The `armlet` data path

The `armlet` architecture overview

Let us now start developing the armlet architecture. To enable gate-by-gate construction using minilog, we will keep the design small. While most modern designs have a 32- or 64-bit word length, the armlet will have a 16-bit word length. That is, all arithmetic and other operations on data are carried out in basic units of 16 bits.

The architecture consists of two subsystems. Namely the armlet processor itself, and a memory module for storing data.

Armlet architecture overview with 128 KiB of memory on the left and 16-bit processor on the right.

Here our focus will be on developing the processor design. The exercises will investigate how to build a memory unit in sequential logic.

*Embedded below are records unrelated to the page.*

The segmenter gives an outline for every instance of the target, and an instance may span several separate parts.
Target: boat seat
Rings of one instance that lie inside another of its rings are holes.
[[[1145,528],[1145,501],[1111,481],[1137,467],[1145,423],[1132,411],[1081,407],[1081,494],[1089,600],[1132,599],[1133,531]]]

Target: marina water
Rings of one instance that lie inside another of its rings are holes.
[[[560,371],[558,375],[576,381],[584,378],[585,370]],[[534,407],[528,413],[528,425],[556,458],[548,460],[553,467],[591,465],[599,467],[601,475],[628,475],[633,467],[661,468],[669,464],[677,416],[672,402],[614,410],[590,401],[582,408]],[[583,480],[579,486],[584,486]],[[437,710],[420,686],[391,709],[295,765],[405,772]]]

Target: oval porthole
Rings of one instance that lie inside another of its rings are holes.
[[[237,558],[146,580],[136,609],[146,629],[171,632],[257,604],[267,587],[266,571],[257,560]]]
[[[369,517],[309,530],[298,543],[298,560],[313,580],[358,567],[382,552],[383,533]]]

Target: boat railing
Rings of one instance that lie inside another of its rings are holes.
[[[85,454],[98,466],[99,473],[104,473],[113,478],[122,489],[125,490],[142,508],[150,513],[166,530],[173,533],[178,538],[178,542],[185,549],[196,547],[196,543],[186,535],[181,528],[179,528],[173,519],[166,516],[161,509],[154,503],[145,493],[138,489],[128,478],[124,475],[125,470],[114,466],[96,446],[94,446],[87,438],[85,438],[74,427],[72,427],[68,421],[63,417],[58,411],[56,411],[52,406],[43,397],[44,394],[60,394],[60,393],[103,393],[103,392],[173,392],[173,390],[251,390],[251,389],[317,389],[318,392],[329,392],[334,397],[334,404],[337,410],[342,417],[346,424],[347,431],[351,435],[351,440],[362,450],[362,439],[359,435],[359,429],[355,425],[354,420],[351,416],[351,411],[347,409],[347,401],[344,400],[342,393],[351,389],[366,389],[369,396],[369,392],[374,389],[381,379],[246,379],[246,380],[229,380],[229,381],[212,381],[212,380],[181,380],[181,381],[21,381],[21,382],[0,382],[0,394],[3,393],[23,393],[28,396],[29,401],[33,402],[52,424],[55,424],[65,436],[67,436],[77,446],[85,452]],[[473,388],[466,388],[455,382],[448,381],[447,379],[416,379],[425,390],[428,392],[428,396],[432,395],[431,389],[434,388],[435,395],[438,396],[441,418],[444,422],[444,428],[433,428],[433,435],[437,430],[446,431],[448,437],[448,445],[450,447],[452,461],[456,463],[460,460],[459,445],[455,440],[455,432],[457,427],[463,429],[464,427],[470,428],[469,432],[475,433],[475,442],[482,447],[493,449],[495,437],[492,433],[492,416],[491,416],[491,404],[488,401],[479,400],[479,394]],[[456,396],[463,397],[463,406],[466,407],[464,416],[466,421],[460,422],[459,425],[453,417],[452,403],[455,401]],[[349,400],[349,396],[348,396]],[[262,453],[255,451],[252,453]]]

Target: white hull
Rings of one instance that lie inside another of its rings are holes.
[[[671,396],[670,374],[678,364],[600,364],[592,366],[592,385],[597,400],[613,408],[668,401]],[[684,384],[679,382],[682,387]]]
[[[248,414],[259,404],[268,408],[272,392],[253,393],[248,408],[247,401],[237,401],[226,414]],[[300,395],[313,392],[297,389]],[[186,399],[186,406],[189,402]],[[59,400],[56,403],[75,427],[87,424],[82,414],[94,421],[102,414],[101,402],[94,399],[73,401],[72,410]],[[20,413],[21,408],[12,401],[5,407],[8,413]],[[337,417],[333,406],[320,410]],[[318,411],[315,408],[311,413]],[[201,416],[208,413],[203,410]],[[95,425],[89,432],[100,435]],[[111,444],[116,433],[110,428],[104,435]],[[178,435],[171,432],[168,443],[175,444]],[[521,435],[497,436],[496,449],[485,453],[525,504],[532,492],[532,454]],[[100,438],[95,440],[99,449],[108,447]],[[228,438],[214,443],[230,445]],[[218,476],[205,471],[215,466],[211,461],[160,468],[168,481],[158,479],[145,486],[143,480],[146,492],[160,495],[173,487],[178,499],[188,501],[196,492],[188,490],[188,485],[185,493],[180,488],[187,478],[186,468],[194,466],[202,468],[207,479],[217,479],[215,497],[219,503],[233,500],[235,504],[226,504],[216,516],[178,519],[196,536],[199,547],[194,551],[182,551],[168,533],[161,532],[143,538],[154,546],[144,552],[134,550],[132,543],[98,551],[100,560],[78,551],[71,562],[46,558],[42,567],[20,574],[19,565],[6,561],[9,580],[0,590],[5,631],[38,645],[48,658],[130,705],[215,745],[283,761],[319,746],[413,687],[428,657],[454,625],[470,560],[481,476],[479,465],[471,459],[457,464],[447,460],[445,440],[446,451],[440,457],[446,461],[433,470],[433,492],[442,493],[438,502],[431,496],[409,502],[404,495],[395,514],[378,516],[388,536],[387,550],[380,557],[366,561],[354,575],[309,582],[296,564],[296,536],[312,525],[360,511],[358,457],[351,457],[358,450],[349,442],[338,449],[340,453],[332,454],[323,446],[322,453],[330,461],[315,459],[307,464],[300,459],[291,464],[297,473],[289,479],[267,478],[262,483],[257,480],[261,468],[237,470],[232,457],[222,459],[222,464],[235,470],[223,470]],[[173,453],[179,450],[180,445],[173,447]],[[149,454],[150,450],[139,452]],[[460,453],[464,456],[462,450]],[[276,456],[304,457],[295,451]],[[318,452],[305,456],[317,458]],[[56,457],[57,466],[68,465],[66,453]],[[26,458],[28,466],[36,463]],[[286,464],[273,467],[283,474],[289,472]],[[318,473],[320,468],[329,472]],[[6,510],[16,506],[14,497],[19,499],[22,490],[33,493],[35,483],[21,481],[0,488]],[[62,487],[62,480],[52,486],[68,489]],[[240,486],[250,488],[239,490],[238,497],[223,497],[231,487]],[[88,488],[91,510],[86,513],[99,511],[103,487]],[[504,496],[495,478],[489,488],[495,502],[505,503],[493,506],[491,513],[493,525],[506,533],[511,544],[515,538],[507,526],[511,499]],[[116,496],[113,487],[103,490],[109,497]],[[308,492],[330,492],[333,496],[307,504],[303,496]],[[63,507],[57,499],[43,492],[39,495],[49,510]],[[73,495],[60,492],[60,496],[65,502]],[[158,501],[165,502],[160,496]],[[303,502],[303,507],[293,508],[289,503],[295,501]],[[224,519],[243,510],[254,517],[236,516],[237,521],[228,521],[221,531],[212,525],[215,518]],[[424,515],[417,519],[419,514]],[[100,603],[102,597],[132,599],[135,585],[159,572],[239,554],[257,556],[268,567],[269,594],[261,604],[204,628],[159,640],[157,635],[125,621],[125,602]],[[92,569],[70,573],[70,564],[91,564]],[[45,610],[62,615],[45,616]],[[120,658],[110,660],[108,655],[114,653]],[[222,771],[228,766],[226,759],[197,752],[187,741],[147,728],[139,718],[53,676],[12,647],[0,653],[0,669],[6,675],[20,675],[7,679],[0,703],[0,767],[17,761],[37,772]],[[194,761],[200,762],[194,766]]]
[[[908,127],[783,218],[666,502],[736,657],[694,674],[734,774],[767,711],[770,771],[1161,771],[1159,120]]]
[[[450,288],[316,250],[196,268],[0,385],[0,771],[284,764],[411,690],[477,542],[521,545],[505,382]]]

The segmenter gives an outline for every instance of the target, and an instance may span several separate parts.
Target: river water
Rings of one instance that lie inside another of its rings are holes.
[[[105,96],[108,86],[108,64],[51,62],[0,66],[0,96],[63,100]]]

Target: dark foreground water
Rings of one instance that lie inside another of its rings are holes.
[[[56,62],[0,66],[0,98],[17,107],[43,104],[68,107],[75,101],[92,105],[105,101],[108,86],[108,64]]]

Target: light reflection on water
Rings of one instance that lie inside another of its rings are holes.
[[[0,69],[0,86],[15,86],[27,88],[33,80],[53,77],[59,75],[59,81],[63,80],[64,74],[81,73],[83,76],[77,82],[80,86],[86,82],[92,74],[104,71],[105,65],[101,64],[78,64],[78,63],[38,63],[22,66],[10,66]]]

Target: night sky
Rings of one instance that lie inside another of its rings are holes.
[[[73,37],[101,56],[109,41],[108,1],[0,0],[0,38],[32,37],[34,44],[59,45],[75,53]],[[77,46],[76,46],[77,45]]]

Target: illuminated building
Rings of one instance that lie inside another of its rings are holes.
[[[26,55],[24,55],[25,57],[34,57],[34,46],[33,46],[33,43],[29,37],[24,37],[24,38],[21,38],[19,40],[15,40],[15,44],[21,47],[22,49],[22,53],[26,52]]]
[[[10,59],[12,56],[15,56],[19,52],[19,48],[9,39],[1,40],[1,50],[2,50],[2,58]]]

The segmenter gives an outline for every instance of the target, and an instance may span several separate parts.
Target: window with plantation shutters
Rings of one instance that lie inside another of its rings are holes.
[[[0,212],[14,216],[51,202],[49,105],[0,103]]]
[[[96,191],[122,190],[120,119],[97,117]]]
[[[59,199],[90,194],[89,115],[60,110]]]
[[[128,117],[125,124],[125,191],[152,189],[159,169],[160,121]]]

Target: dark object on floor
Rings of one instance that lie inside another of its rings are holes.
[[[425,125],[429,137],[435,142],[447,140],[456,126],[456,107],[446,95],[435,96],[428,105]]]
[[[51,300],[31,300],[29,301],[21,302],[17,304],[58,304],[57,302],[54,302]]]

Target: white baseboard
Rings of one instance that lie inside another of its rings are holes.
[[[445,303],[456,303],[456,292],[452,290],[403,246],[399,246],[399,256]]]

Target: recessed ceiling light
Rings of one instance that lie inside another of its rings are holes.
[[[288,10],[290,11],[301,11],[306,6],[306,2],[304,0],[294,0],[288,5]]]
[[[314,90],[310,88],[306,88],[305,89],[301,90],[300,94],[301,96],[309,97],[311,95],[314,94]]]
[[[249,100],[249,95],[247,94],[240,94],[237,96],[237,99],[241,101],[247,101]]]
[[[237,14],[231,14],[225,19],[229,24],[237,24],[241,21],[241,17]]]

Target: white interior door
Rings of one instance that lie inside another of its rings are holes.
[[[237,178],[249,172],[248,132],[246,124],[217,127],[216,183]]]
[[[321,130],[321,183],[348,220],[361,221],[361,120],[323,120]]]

In essence, the armlet processor will consist of

internal state elements (the registers),

the external interface (inputs and outputs to units external to the processor, in particular the memory unit), and

the combinational logic joining the state elements (with feedback) and the external interface.

We will develop the armlet processor in multiple stages, at each stage making further additions to the design. To give a quick birds-eye view to the entire architecture, here is a diagram of the armlet at the level of subunits:

Armlet processor architecture with load completion unit on top, arithmetic logic unit in the middle, memory interface unit at the bottom and control and execution unit on the right.

The feedbacks occur from the outputs at the bottom to matching inputs at the top in the diagram. The inputs and outputs on both sides (left and right) of the diagram are the external interface of the processor, which includes the interface to the memory module.

Our first objective will be to build the computational heart of the processor, namely the arithmetic logic unit (ALU), without paying attention to external interfaces or programmability beyond a single step (clock tick) of computation. Once the ALU is ready, we will extend the design with a simple load/store interface between registers and memory.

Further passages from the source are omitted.